Both M&A deal volume and valuation multiples set records in 2020. The median adjusted EBITDA multiple increased 21 per cent from 2019 to 2020, according to Advisor Growth’s RIA Deal Room report.
As long as deal activity flourishes, valuations will remain high, said Rush Benton, senior director and a top M&A executive for Captrust, also one of the industry’s most active buyers. “There’s just too much demand on the buy side,” Benton said at the Deal Room roundtable.
Soaring multiples may “price out” some buyers, said Marty Bicknell, CEO of Mariner Wealth Advisors, who also spoke at the Deal Room Virtual Roundtable.

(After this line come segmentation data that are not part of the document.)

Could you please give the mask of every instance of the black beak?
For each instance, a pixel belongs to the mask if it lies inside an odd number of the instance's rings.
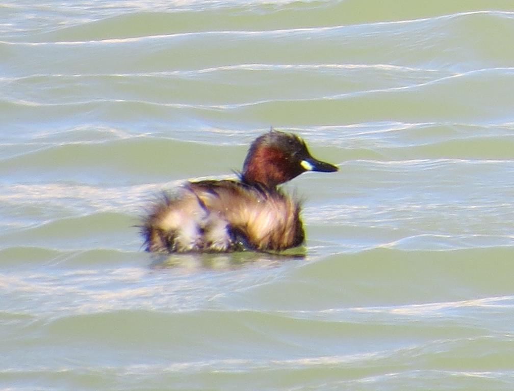
[[[330,163],[317,160],[312,157],[303,159],[300,163],[300,165],[306,171],[318,171],[321,172],[334,172],[339,169]]]

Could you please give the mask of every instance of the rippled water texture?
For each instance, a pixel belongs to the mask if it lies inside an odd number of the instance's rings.
[[[0,5],[0,388],[514,389],[514,7]],[[137,227],[270,126],[304,257]]]

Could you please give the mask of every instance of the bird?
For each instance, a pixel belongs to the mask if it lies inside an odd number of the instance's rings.
[[[308,171],[338,168],[310,154],[305,141],[271,129],[251,144],[237,179],[188,181],[163,192],[140,225],[146,251],[280,251],[303,243],[301,202],[279,186]]]

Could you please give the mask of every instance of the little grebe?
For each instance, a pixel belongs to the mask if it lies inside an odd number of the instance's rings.
[[[252,143],[240,180],[188,182],[165,194],[141,226],[146,251],[279,251],[302,244],[300,202],[277,186],[306,171],[338,168],[310,155],[292,133],[272,129]]]

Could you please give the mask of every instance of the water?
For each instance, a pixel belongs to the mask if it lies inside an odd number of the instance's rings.
[[[514,8],[0,5],[0,388],[514,388]],[[304,258],[155,258],[160,190],[270,126]]]

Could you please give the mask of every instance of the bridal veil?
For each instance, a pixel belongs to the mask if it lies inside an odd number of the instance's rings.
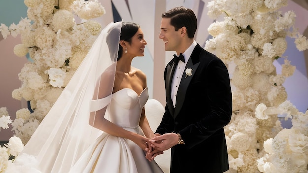
[[[15,161],[32,155],[42,172],[68,172],[103,133],[90,125],[95,111],[111,100],[121,26],[122,22],[111,23],[102,30]]]

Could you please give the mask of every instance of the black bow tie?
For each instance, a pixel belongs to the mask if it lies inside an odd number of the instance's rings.
[[[176,54],[173,54],[173,57],[174,57],[176,59],[180,60],[183,62],[185,62],[184,57],[183,57],[182,53],[180,53],[180,55],[179,56],[179,57],[178,57]]]

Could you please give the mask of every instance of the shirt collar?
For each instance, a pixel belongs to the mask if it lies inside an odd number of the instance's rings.
[[[188,59],[189,59],[189,57],[190,57],[190,55],[191,55],[191,53],[196,46],[197,46],[197,42],[196,41],[193,40],[192,44],[191,44],[191,45],[182,53],[183,56],[184,57],[185,62],[188,61]]]

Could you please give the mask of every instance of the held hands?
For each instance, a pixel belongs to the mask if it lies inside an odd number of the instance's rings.
[[[165,133],[162,135],[156,134],[156,136],[150,140],[149,150],[146,158],[150,161],[153,160],[157,155],[163,153],[165,151],[178,144],[179,137],[174,133]]]

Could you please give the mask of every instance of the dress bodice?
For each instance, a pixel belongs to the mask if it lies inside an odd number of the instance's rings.
[[[115,92],[108,108],[110,121],[122,127],[139,125],[141,110],[148,98],[148,88],[144,89],[140,95],[130,88]]]

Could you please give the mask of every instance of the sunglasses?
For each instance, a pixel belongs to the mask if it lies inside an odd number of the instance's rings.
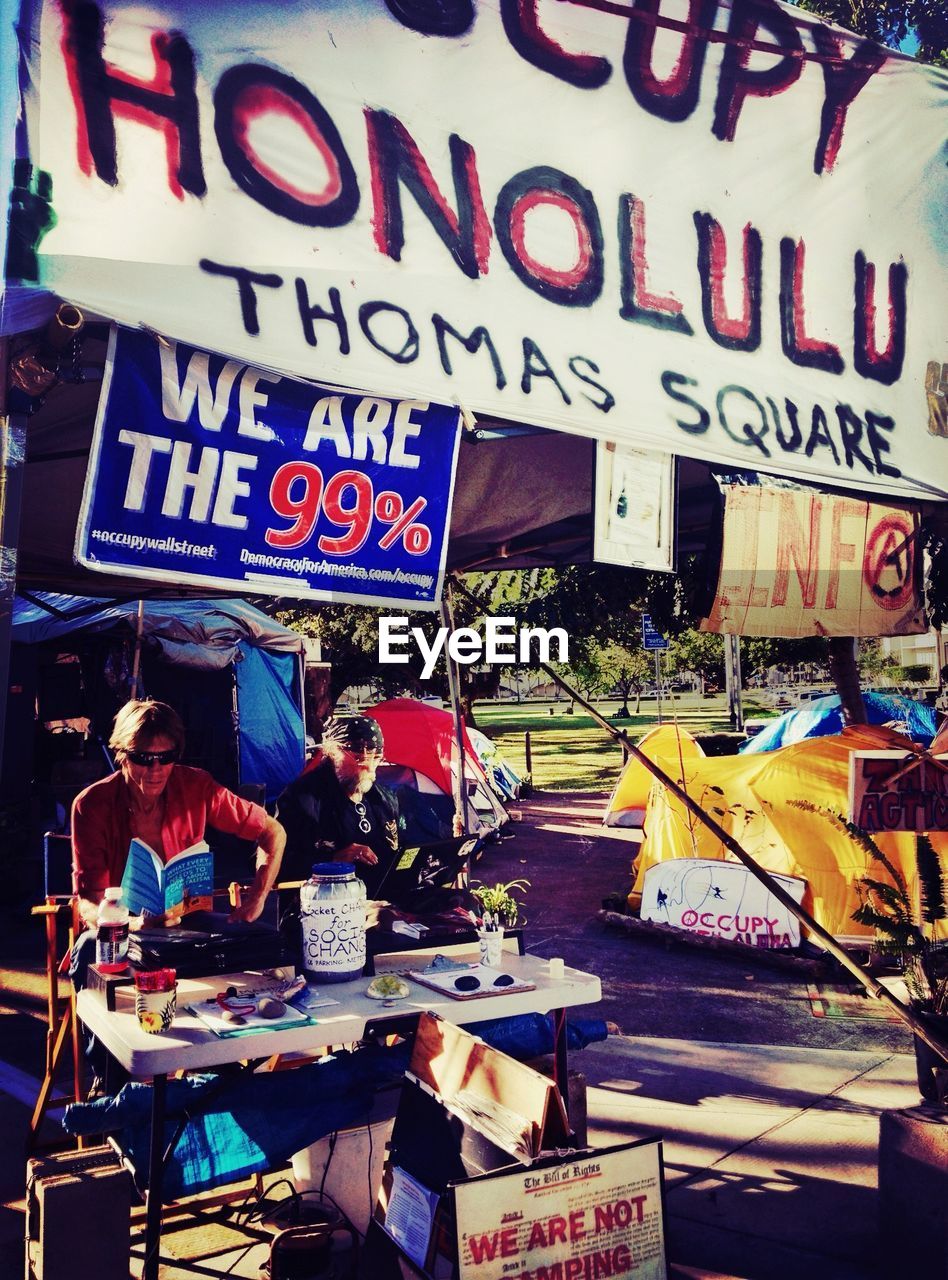
[[[500,973],[496,975],[494,982],[482,983],[481,979],[475,978],[472,973],[466,973],[454,979],[454,986],[458,991],[478,991],[481,987],[512,987],[516,980],[517,979],[513,974]]]
[[[132,764],[141,764],[145,769],[152,764],[174,764],[178,759],[178,749],[171,748],[170,751],[125,751],[125,759],[130,760]]]

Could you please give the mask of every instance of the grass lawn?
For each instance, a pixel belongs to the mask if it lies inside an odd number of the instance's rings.
[[[585,712],[565,714],[568,703],[476,703],[477,727],[500,748],[510,767],[527,772],[526,733],[530,733],[533,786],[542,791],[609,791],[622,772],[622,748]],[[596,703],[612,717],[618,701]],[[663,721],[675,719],[692,733],[719,733],[731,728],[723,694],[699,698],[675,695],[661,700]],[[768,709],[745,699],[745,714],[768,714]],[[617,721],[637,740],[658,724],[655,699],[644,699],[638,716]]]

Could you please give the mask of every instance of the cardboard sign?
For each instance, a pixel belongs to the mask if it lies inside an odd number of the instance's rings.
[[[459,1280],[664,1280],[661,1144],[655,1138],[454,1188]]]
[[[742,636],[926,630],[917,508],[811,490],[723,488],[718,590],[702,630]]]
[[[855,751],[849,759],[849,820],[879,831],[948,831],[948,755]],[[901,774],[901,776],[899,776]]]
[[[797,902],[806,884],[773,877]],[[655,863],[642,883],[644,920],[751,947],[798,947],[800,922],[739,863],[675,858]]]
[[[944,69],[775,0],[31,10],[51,197],[23,207],[70,302],[331,385],[944,495]]]
[[[102,573],[436,608],[459,411],[114,330],[75,557]]]

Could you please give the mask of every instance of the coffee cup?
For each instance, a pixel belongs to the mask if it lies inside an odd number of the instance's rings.
[[[134,975],[134,1007],[143,1032],[166,1032],[178,1009],[174,969],[150,969]]]

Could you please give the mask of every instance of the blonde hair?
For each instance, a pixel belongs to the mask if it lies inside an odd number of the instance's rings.
[[[170,737],[175,750],[184,750],[184,724],[174,707],[151,698],[132,699],[119,710],[109,739],[115,753],[147,750],[156,737]]]

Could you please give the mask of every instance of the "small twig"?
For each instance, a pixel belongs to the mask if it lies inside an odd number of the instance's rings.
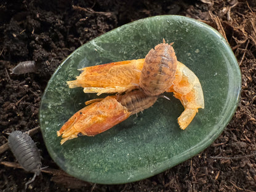
[[[218,31],[220,33],[220,34],[222,35],[224,39],[225,39],[226,42],[229,44],[228,41],[226,39],[226,33],[225,32],[225,30],[222,26],[222,22],[220,22],[220,18],[218,16],[214,15],[214,14],[210,10],[209,11],[209,14],[212,20],[215,22]]]
[[[15,105],[17,106],[18,103],[20,103],[21,101],[22,101],[24,98],[26,98],[28,97],[28,95],[25,95],[23,97],[22,97],[18,102],[16,102]]]
[[[28,131],[26,131],[26,133],[30,135],[30,136],[32,136],[38,132],[39,128],[40,128],[40,126],[34,127]],[[5,152],[8,149],[9,149],[8,142],[0,146],[0,154]]]
[[[26,30],[22,30],[22,31],[20,33],[20,34],[22,34],[22,33],[24,33],[25,31],[26,31]]]
[[[218,156],[218,157],[212,157],[210,156],[210,158],[214,159],[233,159],[233,160],[238,160],[238,159],[243,159],[243,158],[249,158],[249,157],[252,157],[256,155],[256,153],[253,153],[252,154],[247,154],[247,155],[244,155],[244,156],[236,156],[236,157],[222,157],[222,156]]]
[[[242,54],[242,59],[241,60],[240,63],[239,63],[239,66],[242,64],[242,62],[244,60],[244,56],[246,55],[246,52],[247,50],[248,44],[249,42],[250,42],[250,39],[248,39],[247,43],[246,44],[246,49],[244,49],[244,54]]]
[[[243,191],[248,191],[248,192],[255,192],[255,191],[252,191],[250,190],[246,190],[246,189],[242,189],[241,187],[239,187],[238,186],[236,185],[236,184],[234,184],[234,183],[233,183],[232,182],[230,181],[230,183],[231,183],[233,185],[233,186],[234,186],[237,190],[241,190]]]
[[[0,56],[2,55],[2,52],[4,51],[4,48],[2,48],[2,50],[0,52]]]
[[[94,183],[94,185],[92,186],[92,188],[90,188],[90,192],[94,191],[94,188],[95,188],[96,186],[96,183]]]
[[[9,75],[7,70],[6,68],[5,68],[5,69],[6,69],[6,76],[7,77],[7,79],[8,79],[9,81],[10,81],[10,76]]]
[[[74,10],[82,10],[86,12],[90,13],[90,14],[98,14],[100,15],[105,15],[108,17],[110,17],[112,15],[112,13],[110,12],[104,12],[95,11],[91,8],[84,8],[84,7],[81,7],[79,6],[72,6],[72,7]]]

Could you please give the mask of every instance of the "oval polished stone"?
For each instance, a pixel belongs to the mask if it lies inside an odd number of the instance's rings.
[[[181,130],[183,110],[172,94],[159,98],[143,113],[133,115],[95,137],[82,137],[60,145],[56,132],[84,102],[97,98],[82,88],[70,89],[78,69],[108,62],[144,58],[162,42],[174,42],[178,60],[198,77],[205,108]],[[240,95],[240,70],[231,49],[214,29],[194,19],[164,15],[119,27],[83,45],[58,68],[45,90],[40,124],[54,161],[68,174],[98,183],[124,183],[162,172],[202,151],[232,118]],[[101,95],[105,97],[106,95]]]

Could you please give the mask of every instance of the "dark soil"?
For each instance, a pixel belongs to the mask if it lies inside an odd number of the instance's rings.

Multiples are now averaging around eight times cash flow for firms under $1 billion in AuM, over 10 times EBITDA for RIAs with more than $1 billion in assets and in the mid-teens for wealth managers with over $5 billion in AuM, according to the Deal Room report and other industry sources.
Nonetheless, there will be “plenty of firms who aren’t going to be priced out,” Bicknell said. Around ten firms backed by deep-pocketed capital providers “won’t need to take a break,” he added.
"Gold rush" caveat and criticism of CI
However Barton, Mercer’s chief M&A executive, added a caveat to the blue-sky forecasts.
“The gold rush won’t last forever, although when [it will stop] is hard to say,” Barton said. “The pricing will continue to go up but there will be a point at which that arbitrage will narrow to an extent that it will slow the buying rate.”
Barton and other roundtable panelists also took shots at CI Financial, the Canadian asset manager which has upended the RIA mergers and acquisitions market by going on an unprecedented buying spree and acquiring 14 US RIAs in the past 19 months, paying premium prices for most.
CI has been able to buy so many firms so quickly by paying “unheard of multiples in the business,” Barton said. But, citing CI’s 50 per cent decline in stock price over the past seven years, sellers who take equity and are looking for growth may be disappointed, he cautioned.
And some of the large RIAs CI Financial acquired appeared to be “trying to solve for succession and liquidity” rather than looking for scale and growth within a larger organization, according to Benton.
What’s more, Benton implied, for all of its deal activity, CI has yet to demonstrate any proven track record of building scale or integration.